Buju Banton Still Has Beef With Gays In Trinidad, Will It Affect His Show?

Buju Banton

Buju Banton still has beef with the gay community in Trinidad.

Earlier this year, the lesbian, gay, bisexual, and transgender (LGBT) community in Trinidad and Tobago came out strongly opposing to Buju Banton’s planned post-prison concert set for April next year on the island. Banton was still in prison at the time, and his management team had already signed the deal for the show to take place. One activist told Urban Islandz that they have serious concerns over bringing in the reggae superstar because of some of his past music.

Buju Banton was released from federal prison in the United States last week Friday and is currently in Jamaica spending some quality time with his family. The singer has not spoken about the issue with the gay community in Trinidad, and the promoter insists that the show is still going on.

Director of Trinidad’s Coalition Advocating for Inclusion of Sexual Orientation (CAISO), Colin Robinson, has been speaking out strongly against Buju Banton’s planned trip to the island next year.

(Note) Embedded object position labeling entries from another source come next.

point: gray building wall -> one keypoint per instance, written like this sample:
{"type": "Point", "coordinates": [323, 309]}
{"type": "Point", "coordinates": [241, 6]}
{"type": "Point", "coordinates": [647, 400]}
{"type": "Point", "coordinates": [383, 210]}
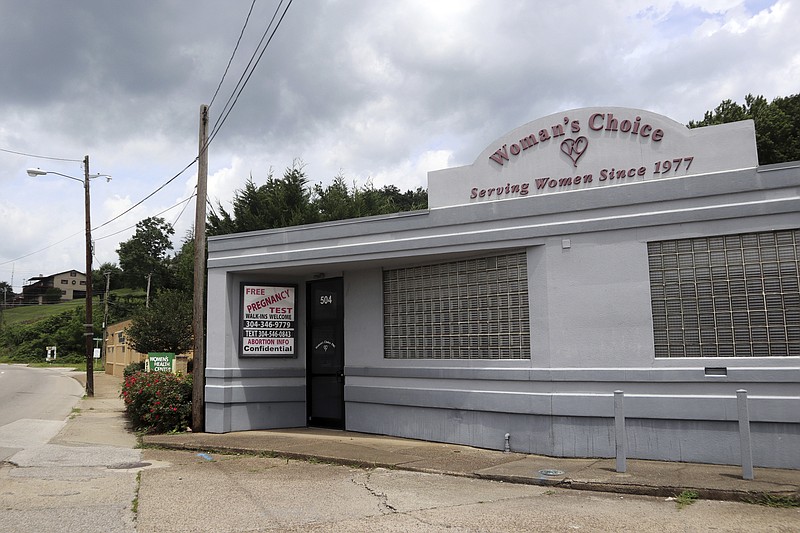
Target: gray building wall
{"type": "Point", "coordinates": [590, 317]}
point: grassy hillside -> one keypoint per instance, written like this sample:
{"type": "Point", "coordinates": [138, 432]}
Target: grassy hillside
{"type": "Point", "coordinates": [30, 314]}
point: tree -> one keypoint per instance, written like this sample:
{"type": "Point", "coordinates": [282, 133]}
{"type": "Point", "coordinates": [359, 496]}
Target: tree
{"type": "Point", "coordinates": [276, 204]}
{"type": "Point", "coordinates": [290, 202]}
{"type": "Point", "coordinates": [165, 326]}
{"type": "Point", "coordinates": [182, 265]}
{"type": "Point", "coordinates": [145, 254]}
{"type": "Point", "coordinates": [6, 293]}
{"type": "Point", "coordinates": [99, 278]}
{"type": "Point", "coordinates": [777, 124]}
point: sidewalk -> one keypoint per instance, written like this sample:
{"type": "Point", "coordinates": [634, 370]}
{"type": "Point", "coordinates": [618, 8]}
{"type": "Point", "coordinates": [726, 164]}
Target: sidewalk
{"type": "Point", "coordinates": [654, 478]}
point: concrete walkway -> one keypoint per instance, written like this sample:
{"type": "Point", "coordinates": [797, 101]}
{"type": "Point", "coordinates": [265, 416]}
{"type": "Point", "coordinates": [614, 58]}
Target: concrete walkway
{"type": "Point", "coordinates": [655, 478]}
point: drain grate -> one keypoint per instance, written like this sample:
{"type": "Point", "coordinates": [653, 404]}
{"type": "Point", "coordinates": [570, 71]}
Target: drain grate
{"type": "Point", "coordinates": [551, 472]}
{"type": "Point", "coordinates": [128, 466]}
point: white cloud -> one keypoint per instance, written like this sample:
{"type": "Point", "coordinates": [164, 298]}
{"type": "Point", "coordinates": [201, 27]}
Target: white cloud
{"type": "Point", "coordinates": [377, 91]}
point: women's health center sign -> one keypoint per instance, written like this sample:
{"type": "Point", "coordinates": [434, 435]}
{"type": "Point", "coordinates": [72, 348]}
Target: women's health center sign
{"type": "Point", "coordinates": [268, 323]}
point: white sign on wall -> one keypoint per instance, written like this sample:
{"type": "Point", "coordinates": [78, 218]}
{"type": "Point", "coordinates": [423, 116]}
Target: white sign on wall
{"type": "Point", "coordinates": [593, 148]}
{"type": "Point", "coordinates": [268, 325]}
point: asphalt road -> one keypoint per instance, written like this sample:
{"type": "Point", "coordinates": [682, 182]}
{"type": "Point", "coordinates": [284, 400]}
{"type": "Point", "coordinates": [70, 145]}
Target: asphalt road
{"type": "Point", "coordinates": [56, 476]}
{"type": "Point", "coordinates": [229, 493]}
{"type": "Point", "coordinates": [34, 402]}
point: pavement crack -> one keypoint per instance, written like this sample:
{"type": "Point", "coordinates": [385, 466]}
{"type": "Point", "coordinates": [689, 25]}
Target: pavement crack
{"type": "Point", "coordinates": [383, 499]}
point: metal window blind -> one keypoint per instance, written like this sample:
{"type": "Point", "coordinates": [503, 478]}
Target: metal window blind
{"type": "Point", "coordinates": [726, 296]}
{"type": "Point", "coordinates": [471, 309]}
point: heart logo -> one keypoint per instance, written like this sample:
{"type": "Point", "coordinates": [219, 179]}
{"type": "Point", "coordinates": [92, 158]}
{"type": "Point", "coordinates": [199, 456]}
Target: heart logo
{"type": "Point", "coordinates": [574, 148]}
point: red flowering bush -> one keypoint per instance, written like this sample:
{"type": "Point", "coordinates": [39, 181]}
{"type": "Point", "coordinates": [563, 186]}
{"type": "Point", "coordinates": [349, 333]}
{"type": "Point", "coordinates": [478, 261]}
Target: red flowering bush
{"type": "Point", "coordinates": [158, 402]}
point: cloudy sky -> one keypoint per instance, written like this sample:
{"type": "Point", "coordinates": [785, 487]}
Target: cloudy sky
{"type": "Point", "coordinates": [372, 90]}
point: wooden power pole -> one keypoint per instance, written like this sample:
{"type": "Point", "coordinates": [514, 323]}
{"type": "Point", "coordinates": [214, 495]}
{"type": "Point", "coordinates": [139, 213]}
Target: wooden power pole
{"type": "Point", "coordinates": [198, 321]}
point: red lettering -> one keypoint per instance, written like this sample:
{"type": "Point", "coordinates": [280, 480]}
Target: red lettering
{"type": "Point", "coordinates": [500, 155]}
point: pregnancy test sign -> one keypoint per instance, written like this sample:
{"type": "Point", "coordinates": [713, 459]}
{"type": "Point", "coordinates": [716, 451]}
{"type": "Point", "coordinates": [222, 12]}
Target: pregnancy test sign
{"type": "Point", "coordinates": [268, 320]}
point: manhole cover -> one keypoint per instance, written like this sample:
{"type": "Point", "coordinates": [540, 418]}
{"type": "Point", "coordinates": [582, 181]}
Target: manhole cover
{"type": "Point", "coordinates": [128, 466]}
{"type": "Point", "coordinates": [551, 472]}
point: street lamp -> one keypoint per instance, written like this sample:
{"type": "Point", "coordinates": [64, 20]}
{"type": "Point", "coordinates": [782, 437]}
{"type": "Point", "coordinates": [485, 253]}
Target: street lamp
{"type": "Point", "coordinates": [89, 322]}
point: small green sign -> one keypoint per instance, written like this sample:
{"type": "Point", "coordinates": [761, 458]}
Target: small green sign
{"type": "Point", "coordinates": [161, 362]}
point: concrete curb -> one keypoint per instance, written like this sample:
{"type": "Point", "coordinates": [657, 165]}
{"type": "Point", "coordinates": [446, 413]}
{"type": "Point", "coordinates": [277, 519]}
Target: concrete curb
{"type": "Point", "coordinates": [565, 483]}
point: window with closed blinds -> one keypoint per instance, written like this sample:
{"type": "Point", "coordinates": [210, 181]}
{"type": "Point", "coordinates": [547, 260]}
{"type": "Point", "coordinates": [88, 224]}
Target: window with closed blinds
{"type": "Point", "coordinates": [471, 309]}
{"type": "Point", "coordinates": [726, 296]}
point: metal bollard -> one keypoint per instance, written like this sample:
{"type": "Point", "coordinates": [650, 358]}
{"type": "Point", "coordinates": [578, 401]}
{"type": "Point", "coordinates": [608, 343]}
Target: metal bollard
{"type": "Point", "coordinates": [745, 445]}
{"type": "Point", "coordinates": [619, 432]}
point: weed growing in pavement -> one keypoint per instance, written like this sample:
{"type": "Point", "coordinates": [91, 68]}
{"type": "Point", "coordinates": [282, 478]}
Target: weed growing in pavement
{"type": "Point", "coordinates": [135, 502]}
{"type": "Point", "coordinates": [687, 497]}
{"type": "Point", "coordinates": [773, 500]}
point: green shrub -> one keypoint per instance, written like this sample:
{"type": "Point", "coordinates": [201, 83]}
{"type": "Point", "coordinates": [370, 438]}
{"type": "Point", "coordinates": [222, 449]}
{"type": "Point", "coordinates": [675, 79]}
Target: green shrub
{"type": "Point", "coordinates": [132, 369]}
{"type": "Point", "coordinates": [158, 402]}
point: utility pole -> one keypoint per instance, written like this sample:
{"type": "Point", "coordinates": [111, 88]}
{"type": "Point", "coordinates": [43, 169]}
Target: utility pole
{"type": "Point", "coordinates": [198, 320]}
{"type": "Point", "coordinates": [89, 323]}
{"type": "Point", "coordinates": [105, 314]}
{"type": "Point", "coordinates": [147, 295]}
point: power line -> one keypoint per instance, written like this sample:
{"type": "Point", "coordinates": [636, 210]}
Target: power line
{"type": "Point", "coordinates": [40, 156]}
{"type": "Point", "coordinates": [235, 48]}
{"type": "Point", "coordinates": [184, 201]}
{"type": "Point", "coordinates": [140, 202]}
{"type": "Point", "coordinates": [249, 69]}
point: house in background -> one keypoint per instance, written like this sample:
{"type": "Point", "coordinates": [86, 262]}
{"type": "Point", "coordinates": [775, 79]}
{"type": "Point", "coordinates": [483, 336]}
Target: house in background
{"type": "Point", "coordinates": [71, 283]}
{"type": "Point", "coordinates": [119, 354]}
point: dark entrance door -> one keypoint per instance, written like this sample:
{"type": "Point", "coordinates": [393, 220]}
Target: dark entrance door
{"type": "Point", "coordinates": [325, 354]}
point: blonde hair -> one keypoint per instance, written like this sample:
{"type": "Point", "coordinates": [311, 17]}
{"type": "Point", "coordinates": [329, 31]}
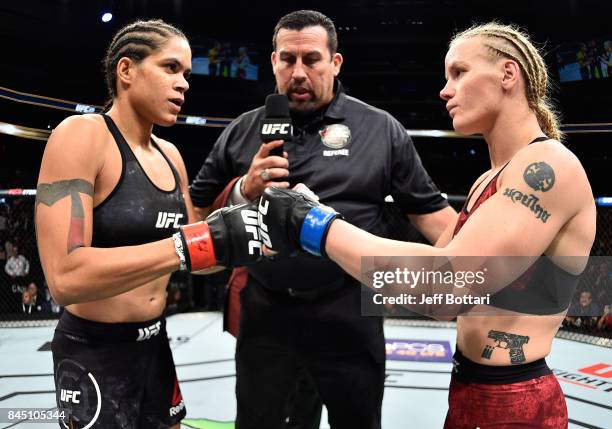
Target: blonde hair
{"type": "Point", "coordinates": [507, 41]}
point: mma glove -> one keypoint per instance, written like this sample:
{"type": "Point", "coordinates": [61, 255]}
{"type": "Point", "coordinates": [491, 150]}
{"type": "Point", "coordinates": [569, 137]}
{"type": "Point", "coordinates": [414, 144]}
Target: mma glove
{"type": "Point", "coordinates": [290, 221]}
{"type": "Point", "coordinates": [229, 237]}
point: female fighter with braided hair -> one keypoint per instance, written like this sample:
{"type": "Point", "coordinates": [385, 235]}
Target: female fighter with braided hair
{"type": "Point", "coordinates": [535, 200]}
{"type": "Point", "coordinates": [112, 209]}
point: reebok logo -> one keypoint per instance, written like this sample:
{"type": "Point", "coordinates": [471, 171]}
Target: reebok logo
{"type": "Point", "coordinates": [165, 219]}
{"type": "Point", "coordinates": [146, 333]}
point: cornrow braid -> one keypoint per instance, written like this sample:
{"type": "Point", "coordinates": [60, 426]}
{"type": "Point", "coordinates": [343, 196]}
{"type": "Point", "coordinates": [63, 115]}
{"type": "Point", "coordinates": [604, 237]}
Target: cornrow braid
{"type": "Point", "coordinates": [136, 41]}
{"type": "Point", "coordinates": [507, 41]}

“Why wouldn’t LGBT people be concerned about Buju performing here?” Robinson said. “If there are folks marching at Parliament and the Hall of Justice every Friday who don’t want to share our country with us, why would it be a surprise that LGBT people aren’t happy to share our country with Jamaican homophobes?”

Despite his strong objection, Robinson says his organization has no plans at the moment to protest or make any move to prevent the concert from taking place. The promoter is currently pushing full speed ahead with the production which is expected to draw thousands of fans to see the Grammy-winning singer in action.

Clearly, some members of the gay community still hold a grudge over Buju Banton’s infamous 1993 anti-gay anthem “Boom Bye Bye.” The song was recorded almost three decades ago, and Banton has moved on from that. In 2007, he was among a handful of reggae artists who signed the Reggae Compassionate Act, an agreement requiring them to “not make statements or perform songs that incite hatred or violence against anyone from any community.”

Beenie Man, Sizzla Kalonji, and Capleton also signed the document.